Ади замолчал, и я ожидал, что вопрос останется риторическим, но Реннер сам ответил на него.
— Думаю, никем и не очень длинна…
— Это почему?..
— Незаметно, чтоб эту книгу кто-то читал. Иначе бы позолота на форзаце вытерлась. Отсюда вывод — книгу дарили лишь бы что-то подарить, да и будь иначе, она бы не попала к старьевщику.
Наконец, он прочел название:
— «Все женщины- ведьмы», — он перелистнул страницу. Ну да, конечно — автор мужчина. Если бы ее написала женщина, она бы называлась: «Все мужчины скоты и хотят только одного».
Не удовлетворившись внешним осмотром, он открыл наугад какую-то страницу.
— Вот, к примеру…«безусый юноша в доспехах воина»… Во сколько ты бриться начал?..
— Лет в шестнадцать… Потом еще пришлось ножницами достригать.
Ади кивнул:
— Вот и я говорю, если воин в доспехах безусый то он либо усы сбрил, либо доспехи у кого-то украл… Либо папенька богатый купил. Только таких безусых воинов цена в базарный день — полушка за пучок. Скороспелая черешня — без вкуса и без запаха, да и сгорает до времени.
На секунду Ади замолчал. Но я знал, о чем он думает. Мысли его были злы и лучше было бы, если б он их высказал. И Ади не сдержался.
— И вот глядя на тебя, Дже, не могу понять, как ты выжил. У тебя ведь тоже был богатый папенька.
— Как я выжил? Часто я и сам не могу этого понять. Вероятно, мне просто везло. В частности, мне повезло, что отец ничего мне не покупал, совсем как в свое время ему ничего не купил мой дед. И я был плохо стрижен тупыми ножницами, спал на матраце из камыша, в первый год училища вместо мечей мы дрались палками. А вместо доспехов, в день выпуска, каптенармус выдал погоны, саблю, форму, которую потом пришлось перешивать… И подъемные, которых мне хватило ровно на то, чтоб пошить себе перчатки.
— Ты не должен жаловаться, — ответил мне вдруг посерьезневший Ади. — Я-то получил еще меньше.
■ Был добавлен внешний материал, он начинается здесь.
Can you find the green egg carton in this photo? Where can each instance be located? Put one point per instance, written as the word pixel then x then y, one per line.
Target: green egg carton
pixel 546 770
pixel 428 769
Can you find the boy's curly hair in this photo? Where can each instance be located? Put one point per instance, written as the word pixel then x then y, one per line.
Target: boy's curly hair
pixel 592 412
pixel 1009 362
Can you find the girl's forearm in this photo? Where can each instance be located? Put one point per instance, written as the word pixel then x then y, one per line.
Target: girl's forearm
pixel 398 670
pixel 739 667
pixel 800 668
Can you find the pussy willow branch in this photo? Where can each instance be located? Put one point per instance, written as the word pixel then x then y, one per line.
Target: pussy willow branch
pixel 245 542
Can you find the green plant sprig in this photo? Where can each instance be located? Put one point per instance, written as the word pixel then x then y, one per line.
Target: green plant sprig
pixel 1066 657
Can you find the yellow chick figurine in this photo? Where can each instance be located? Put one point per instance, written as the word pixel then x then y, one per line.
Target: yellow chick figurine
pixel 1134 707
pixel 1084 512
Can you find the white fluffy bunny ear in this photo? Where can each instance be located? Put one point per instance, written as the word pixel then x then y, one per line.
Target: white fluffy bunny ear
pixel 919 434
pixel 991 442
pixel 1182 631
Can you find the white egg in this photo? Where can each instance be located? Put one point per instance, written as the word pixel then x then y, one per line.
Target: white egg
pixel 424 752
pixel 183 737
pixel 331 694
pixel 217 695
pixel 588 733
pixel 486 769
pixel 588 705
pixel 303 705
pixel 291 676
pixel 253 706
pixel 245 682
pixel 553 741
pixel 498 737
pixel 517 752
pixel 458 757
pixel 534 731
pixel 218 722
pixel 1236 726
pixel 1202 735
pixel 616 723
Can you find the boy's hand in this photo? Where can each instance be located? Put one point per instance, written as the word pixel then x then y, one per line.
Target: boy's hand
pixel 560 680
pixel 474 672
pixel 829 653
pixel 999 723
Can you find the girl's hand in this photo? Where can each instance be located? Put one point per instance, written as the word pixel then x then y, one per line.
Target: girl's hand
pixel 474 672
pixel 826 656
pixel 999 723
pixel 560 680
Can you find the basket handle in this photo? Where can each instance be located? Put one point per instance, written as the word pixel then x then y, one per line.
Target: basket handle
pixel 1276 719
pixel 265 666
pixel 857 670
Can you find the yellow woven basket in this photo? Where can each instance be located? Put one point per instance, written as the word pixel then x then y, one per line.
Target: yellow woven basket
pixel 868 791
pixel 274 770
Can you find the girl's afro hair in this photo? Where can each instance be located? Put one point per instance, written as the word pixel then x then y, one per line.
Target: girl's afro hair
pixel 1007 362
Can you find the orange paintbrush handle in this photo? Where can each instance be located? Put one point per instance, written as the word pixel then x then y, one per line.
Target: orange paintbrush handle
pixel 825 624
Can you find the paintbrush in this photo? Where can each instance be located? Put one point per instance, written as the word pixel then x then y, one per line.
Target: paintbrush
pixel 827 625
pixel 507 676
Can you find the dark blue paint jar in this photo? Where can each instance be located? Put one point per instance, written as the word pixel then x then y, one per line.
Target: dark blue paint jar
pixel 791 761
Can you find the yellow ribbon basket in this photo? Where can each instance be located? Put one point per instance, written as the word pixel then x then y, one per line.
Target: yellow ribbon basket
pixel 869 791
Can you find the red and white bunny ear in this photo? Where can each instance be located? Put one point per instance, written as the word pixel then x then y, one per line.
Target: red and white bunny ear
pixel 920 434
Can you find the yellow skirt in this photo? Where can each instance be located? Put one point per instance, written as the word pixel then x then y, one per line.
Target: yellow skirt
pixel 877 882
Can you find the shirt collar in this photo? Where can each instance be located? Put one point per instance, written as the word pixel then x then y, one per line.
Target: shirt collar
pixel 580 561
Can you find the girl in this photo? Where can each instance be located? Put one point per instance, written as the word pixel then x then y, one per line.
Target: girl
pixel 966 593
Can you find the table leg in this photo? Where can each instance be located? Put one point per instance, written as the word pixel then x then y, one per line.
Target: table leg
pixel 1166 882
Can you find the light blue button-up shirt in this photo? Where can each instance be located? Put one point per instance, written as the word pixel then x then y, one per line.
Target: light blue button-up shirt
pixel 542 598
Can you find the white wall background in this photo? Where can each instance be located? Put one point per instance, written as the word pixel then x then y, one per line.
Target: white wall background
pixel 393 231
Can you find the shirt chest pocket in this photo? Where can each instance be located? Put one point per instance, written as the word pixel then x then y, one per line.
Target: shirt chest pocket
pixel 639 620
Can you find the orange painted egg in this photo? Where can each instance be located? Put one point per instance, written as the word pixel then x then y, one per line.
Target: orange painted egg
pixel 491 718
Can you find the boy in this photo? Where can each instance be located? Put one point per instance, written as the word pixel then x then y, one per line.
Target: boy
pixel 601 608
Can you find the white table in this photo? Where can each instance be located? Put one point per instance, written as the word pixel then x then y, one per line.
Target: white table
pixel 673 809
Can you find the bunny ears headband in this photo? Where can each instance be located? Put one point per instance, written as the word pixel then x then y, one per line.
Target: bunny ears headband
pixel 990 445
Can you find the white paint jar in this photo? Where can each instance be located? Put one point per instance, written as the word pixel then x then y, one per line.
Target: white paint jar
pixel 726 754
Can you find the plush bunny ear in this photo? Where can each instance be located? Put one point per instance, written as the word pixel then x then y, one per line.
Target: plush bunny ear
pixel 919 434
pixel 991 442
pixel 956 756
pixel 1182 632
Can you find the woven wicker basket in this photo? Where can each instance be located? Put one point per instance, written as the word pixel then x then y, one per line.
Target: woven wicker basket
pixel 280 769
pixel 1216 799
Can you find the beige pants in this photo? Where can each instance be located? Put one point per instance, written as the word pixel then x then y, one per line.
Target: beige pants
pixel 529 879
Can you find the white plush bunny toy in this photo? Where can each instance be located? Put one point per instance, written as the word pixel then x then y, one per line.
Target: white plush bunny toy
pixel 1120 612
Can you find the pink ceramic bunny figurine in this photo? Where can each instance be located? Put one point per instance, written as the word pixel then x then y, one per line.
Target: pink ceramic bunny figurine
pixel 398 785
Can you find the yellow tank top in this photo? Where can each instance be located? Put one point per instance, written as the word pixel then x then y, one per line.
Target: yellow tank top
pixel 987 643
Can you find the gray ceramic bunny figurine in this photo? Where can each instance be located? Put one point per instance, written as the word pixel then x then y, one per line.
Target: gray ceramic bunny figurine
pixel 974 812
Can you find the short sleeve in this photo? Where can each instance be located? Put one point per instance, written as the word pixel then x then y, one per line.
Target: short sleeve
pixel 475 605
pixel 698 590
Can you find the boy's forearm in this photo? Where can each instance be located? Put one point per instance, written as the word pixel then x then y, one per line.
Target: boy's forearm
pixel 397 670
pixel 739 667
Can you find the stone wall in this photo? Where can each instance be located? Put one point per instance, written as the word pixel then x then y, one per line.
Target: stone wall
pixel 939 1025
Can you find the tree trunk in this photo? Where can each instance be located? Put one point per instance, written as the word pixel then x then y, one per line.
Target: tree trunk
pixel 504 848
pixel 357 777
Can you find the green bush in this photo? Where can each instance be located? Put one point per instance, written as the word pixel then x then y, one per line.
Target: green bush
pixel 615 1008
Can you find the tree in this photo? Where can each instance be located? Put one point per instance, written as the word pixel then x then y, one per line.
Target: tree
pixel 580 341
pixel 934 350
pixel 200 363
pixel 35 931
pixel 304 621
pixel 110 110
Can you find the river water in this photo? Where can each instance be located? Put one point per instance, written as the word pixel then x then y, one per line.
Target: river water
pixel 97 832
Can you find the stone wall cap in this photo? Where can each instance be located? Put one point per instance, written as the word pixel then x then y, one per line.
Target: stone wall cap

Я сбежал из училища на второй год учебы…
–
На следующий день я отправился в прогулку вдоль реки. Довольно легко мне удалось купить лодку, а чтоб перевезти ее — еще и телегу с какой-то клячей. Я хотел купить еще что-то для отвода глаз, но раздумал — старик, у которого это покупалось, был нелюбопытен.
— Лодку покупаете… Ну-ну, — бурчал он, — видно, что господин богатый да неместный. Ежели б у меня совести не было я бы к лодке вам еще сеть продал, да что ныне на нашей речке-вонючке уловишь? Раззе только с вудочкой посидишь?.. А вы, небось, свою барышню катать надумали?..
Я неопределенно кивнул.
— Оно правильно. Я свою тожить когда-то катал. Заплывешь, бывалоча, в камыши и того… На этой самой вот лодке. Да вы не бойтесь, что лодка старая — она крепкая-то еще, вы токма ее просмолите. И коль деньги водятся, сделайте на лодке шалашик, а то, если дело до того самого дойдет, то комары задницу изгрызут — неделю сидеть не сможете…
С порога халупы на меня смотрела та самая, которую катали лет сорок назад, из-за ее спины на нас глядели, возможно, последствия той самой прогулки — внуки…
Анно встретил лодку без воодушевления, но и без нарекания. Приказал свалить ее наземь и действительно отправил меня на базар за смолой.
Когда я вернулся, работа кипела вовсю. Еще вечером Анно сидел сам не свой, погруженный в свои мысли, затем первым встал из-за стола, забрал одну свечу и, когда мы уходили, что-то писал, чертил у себя в углу
Теперь рисунками был покрыт песок, на стенках курятника мелом были написаны.
— Цифры?.. — спросил я. — А вы не боитесь, что они нас выдадут, после того как мы уйдем.
Анно молча отмахнулся — не мешайте, но меня успокоил Зепп:
— Цифры ничего им не скажут, тем паче, что сам Анно в них путается, — пояснил он. — Да и что даст соотношение радиуса к длине окружности? Скорей они подумают, что это какое-то заклинание и предпочтут сжечь его вместе с сараем.
— А я бы сказал, что это шифр, — сказал Ади, — проведя пальцем по колонке цифр. Чем-то напоминает армейский шестизначный код.
В ту ночь произошло иное странное событие — насчет формул высказался еще один человек. Я ночевал в городе, а Ади остался у братьев. Утром Зепп рассказал, как ночью Ади поднялся и пошел на двор. Возвращаясь, надолго остановился у стены, рассматривал формулы. Затем Зепп видел, как Ади нашел мел, и немного почеркал на стене.